Technology can be such an asset to our everyday lives. It helps us keep schedules straight, stay in touch with family and friends, and even provides us with endless entertainment. But, when it comes to producing our food, question the role that technology plays.
Ashley Kennedy, co-owner of Sheridan Dairy, has embraced technology to help her care for her dairy cows. “Technology has been wonderful for our farm,” says Kennedy. “We use computers to help us track what happens on the farm, even to help us better care for our cows.”
With 240 dairy cows to care for, Kennedy and her husband, Eric, have their hands full.
“My job mainly focuses on taking care of the babies. I make sure they are well fed, healthy and happy,” she says.
Robo collars and Fitbits?
In addition to her and her husband, they have two full-time and two part-time employees to help oversee the farm. They work with her parents to grow the crops that provide the feed for the cows–and they have a little help from some technology as well.

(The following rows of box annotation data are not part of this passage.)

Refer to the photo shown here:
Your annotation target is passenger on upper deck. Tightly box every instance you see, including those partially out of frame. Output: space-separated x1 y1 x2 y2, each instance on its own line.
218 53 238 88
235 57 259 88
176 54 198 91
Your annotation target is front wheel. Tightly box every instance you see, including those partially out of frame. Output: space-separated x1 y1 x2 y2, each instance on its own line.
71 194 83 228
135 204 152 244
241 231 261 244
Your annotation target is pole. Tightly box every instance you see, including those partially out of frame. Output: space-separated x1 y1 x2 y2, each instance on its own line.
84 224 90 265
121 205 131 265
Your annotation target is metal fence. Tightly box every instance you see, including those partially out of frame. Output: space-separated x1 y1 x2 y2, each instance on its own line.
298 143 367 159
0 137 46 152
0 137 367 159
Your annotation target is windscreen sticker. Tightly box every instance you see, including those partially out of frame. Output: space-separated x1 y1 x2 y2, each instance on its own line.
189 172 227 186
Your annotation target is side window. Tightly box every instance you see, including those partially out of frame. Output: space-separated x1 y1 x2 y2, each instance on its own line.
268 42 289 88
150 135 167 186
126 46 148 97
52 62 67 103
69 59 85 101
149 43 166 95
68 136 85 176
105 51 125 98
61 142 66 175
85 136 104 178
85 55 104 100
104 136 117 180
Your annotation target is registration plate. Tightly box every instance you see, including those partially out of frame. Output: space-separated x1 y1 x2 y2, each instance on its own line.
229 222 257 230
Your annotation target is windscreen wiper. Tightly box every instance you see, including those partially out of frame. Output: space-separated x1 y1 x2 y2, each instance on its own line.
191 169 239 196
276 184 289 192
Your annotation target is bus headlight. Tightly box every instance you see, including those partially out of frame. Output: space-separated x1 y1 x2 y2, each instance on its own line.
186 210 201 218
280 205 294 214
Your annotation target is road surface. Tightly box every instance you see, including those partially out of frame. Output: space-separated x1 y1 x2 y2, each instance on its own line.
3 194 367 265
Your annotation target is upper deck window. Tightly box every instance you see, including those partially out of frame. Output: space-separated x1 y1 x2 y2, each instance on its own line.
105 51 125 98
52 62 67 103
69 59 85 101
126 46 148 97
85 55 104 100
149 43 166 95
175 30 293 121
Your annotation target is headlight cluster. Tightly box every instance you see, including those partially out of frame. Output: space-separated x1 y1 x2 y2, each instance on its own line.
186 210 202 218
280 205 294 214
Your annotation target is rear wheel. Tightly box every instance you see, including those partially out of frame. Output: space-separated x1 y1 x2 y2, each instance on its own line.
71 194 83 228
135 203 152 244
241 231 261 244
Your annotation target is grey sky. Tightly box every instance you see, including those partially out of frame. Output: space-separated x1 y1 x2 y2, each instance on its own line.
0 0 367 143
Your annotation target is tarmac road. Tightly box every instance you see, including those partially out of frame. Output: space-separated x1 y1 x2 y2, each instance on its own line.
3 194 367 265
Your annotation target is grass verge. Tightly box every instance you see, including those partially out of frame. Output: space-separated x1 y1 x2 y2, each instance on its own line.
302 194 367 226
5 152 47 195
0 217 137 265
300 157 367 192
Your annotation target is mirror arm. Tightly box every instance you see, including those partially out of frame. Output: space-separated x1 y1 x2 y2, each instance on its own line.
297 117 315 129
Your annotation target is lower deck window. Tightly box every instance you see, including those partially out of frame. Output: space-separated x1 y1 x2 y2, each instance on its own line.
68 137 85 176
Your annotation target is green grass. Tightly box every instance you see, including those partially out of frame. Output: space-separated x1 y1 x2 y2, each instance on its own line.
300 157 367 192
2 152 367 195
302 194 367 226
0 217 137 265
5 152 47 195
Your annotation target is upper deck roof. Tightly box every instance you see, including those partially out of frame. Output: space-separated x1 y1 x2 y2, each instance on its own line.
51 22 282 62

Sheridan Dairy makes use of both robotic milking units and robotic calf feeders.
“The robotic milkers are open for business 24 hours a day so the cows get to pick their schedule and be milked whenever they want,” she explains. “When a cow walks into the robot, the computer collects over 100 pieces of information about the cow, monitoring things like her temperature and even how much food she eats, all while collecting milk from the cow.”
The cows also have fitbits in their collars to help monitor their activity levels.
The technology used at Sheridan Dairy has given Kennedy and her family much more flexibility in their schedules.
“Before the robots, we were tied to milking cows at specific times, which was hard when something came up or if we had a family event.”
According to Kennedy, someone always had to make themselves available to milk the cows. “Now, the cows are free to milk themselves when they want to, so if we can’t be there at a specific time, they can still get the relief they need and we can still log their data.”
Of course, technology can’t do everything, and it isn’t something Kennedy solely relies on for information about her cows. “We are still working with cows, and technology just can’t replace cow-to-human contact.”
She and her husband still check up on both the robots and the cows. “We take suggestions from the computer, but we still go out and look at the cows multiple times per day,” says Kennedy. “We watch them closely. Honestly, a human is still the best for identifying a sick cow and what they might need.”
Benefit for farmers and cows
Kennedy and her husband use technology in ways that can help alleviate the workload and better care for their cows. “There’s definitely a balance. I don’t use technology for every little thing,” she says, adding that her desk is covered in handwritten notes. “Often, my husband and I sit down and talk about whether something is working or not and, if it isn’t working, why it isn’t. Then we talk about alternatives and try to find ways to do it better.”
When it comes to using technology on their farm, Kennedy notes that the health and happiness of the cows is her top priority. “We truly appreciate our customers and we work hard to make a safe, wholesome product for your family,” says Kennedy. “I buy my milk at the grocery store just like you do and I want to make sure what I feed my family is safe. It’s important to me that milk is safe and healthy for everyone. The best way to make a safe, healthy product is to make sure our cows are healthy and well cared for and that’s what we do, every day.”